The City’s WRF was originally constructed as a mechanical plant in the early 1990s and later expanded to 4 mgd (average daily flow) in 2005, with both expansions designed by Carollo Engineers. In 2006, the City engaged Carollo to start planning the next expansion to 12 mgd, and in 2008, the planning and design phases were completed. In late 2007 and early 2008, the City and Carollo obtained funding from the Water Infrastructure Finance Authority (WIFA), which allowed the project to be bid by contractors in the fall of 2008. Construction commenced in April of 2009 with completion in 2012. The total funding provided by WIFA was $62.5M and the lowest responsive bidder (Hunter Contracting) was under $49M.

The design included several cost savings measures to optimize existing infrastructure including modification of the existing aeration basins to increase each basin capacity to 3 mgd and the addition of a new fourth basin to bring the capacity to 12 mgd. This approach saved approximately $20M in capital costs. The design included new disinfection facilities to replace the existing gas chlorine system with the largest on-site sodium hypochlorite generation system for a wastewater facility within Arizona.

The Phase 3 Expansion included some challenging aspects that were overcome by the entire project team. The major challenges entailed maintaining the existing WRF during construction activities. The design took into account these challenges and provided additional compartments and valves at key transition areas such as splitter boxes upstream of the aeration basins and the secondary clarifiers.
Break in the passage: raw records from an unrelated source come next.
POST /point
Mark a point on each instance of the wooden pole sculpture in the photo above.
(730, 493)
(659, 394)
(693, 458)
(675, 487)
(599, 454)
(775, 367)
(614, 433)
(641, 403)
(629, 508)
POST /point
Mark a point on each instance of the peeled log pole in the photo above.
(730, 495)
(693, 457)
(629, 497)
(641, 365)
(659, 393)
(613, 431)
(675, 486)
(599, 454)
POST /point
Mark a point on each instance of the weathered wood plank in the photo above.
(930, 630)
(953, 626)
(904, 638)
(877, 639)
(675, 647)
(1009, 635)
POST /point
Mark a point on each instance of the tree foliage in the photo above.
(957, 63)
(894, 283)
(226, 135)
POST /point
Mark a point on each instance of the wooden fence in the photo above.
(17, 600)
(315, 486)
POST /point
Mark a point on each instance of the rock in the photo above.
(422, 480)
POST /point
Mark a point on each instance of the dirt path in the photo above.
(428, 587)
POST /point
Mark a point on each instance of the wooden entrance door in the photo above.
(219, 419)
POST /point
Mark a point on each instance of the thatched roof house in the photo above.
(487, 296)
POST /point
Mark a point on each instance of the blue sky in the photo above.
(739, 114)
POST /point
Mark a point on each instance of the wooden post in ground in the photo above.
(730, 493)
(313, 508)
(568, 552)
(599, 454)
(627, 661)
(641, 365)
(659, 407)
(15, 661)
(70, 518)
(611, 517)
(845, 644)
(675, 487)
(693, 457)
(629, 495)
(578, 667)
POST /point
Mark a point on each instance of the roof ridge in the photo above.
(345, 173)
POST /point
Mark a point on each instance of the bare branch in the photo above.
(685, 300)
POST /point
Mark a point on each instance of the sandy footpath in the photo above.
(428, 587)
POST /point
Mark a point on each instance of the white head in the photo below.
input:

Extensive workshops and coordination meetings were held by Hunter to coordinate the activities with the City operations staff and engineer to make sure that the permit limits were met at all times during construction.

The City’s expectations were exceeded and the final construction project came in under budget. The City, Hunter, and Carollo also worked together during the construction phase to improve other areas not in the original design. The low bid, as a result of the economic slowdown, allowed the team to rehabilitate areas that would have otherwise been slotted for future rehabilitation, which will result in lower operation costs. The facility was completed in time for the recent increase of wastewater flows, which are now past the prior capacity of the WRF.